Figure 4. The impact of Fragment Length and Complex Peak Structures in ChIP-seq.

(a) The average DNA fragment length can affect resolution with respect to binding site determination. A ChIP-seq experiment yields distributions for tags sequenced from the forward and reverse strands, the maxima of which should be separated by the average fragment length. In real experimental data, an overlap of the two distributions is often observed. If the average fragment length is much longer than the width of the strand distributions, the binding site will fall in between the two distributions. Tag locations are shifted toward the middle will result in a single summit (top illustration). Intermediate fragment lengths yield a single broadened peak in the unshifted aggregate distribution, and tag shifting may improve resolution a small amount by more precisely locating the summit (middle illustration).

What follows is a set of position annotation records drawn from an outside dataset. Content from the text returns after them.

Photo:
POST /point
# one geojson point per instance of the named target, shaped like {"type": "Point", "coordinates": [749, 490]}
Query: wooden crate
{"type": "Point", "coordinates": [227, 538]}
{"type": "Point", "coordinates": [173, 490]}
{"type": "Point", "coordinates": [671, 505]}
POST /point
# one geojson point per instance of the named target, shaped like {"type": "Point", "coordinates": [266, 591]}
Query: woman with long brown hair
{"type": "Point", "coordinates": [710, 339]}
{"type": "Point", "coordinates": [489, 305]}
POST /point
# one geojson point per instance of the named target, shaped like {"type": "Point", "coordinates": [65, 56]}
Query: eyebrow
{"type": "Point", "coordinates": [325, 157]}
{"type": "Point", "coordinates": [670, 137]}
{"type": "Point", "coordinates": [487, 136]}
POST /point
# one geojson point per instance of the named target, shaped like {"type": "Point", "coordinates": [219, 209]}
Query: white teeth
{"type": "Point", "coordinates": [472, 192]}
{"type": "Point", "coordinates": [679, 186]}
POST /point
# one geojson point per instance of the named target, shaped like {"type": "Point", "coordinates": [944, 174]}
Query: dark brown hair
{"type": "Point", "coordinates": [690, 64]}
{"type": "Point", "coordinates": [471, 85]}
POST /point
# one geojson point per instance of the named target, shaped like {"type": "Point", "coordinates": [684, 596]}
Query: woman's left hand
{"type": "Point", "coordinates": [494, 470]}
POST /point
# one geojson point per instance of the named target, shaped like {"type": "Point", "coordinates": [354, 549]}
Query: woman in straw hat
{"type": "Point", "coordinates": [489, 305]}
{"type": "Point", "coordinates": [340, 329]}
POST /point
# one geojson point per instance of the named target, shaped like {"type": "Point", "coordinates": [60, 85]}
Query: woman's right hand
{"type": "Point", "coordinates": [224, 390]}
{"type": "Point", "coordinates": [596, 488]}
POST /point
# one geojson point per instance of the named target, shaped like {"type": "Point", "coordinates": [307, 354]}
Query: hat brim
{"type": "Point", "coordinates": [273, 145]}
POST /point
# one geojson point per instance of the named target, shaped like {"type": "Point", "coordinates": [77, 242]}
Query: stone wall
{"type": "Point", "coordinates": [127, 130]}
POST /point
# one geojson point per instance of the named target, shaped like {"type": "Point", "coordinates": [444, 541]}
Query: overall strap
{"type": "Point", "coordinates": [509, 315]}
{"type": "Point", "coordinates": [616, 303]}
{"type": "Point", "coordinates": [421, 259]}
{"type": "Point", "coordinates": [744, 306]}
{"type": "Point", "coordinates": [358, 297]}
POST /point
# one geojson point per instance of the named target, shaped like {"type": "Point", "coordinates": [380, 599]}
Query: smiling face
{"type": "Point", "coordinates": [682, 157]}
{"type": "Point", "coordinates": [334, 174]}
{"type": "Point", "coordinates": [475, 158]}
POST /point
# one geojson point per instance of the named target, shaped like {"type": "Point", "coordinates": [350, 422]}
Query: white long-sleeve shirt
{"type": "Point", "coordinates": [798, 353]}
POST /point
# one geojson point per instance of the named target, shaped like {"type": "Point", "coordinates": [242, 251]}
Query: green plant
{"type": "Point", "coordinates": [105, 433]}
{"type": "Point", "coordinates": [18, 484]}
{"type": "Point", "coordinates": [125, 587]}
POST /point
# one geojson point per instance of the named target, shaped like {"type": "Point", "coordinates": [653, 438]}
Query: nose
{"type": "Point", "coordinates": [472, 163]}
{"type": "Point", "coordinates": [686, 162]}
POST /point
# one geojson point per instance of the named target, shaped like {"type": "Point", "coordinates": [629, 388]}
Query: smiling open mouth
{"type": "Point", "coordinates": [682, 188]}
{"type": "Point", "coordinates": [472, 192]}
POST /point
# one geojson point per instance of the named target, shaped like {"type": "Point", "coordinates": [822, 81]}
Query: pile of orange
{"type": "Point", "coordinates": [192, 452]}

Very short fragments, such that the strand-specific densities are separated by a distance significantly less than the width of the individual distributions, can yield good binding site resolution without tag shifting tag. (b) Overlapping tag distributions are observed for clusters of nearby peaks such as the pictured double for a CTCF peak region in human⁷. Motif mapping reveals two CTCF binding sites (in red), though ChIP-seq signal suggests a single binding site call lying between the two motifs. As an example, the ERANGE region call (orange) is shown to cover both motifs. The problem of reliably discriminating multiple binding sites with very closely overlapping signals is an ongoing area of research.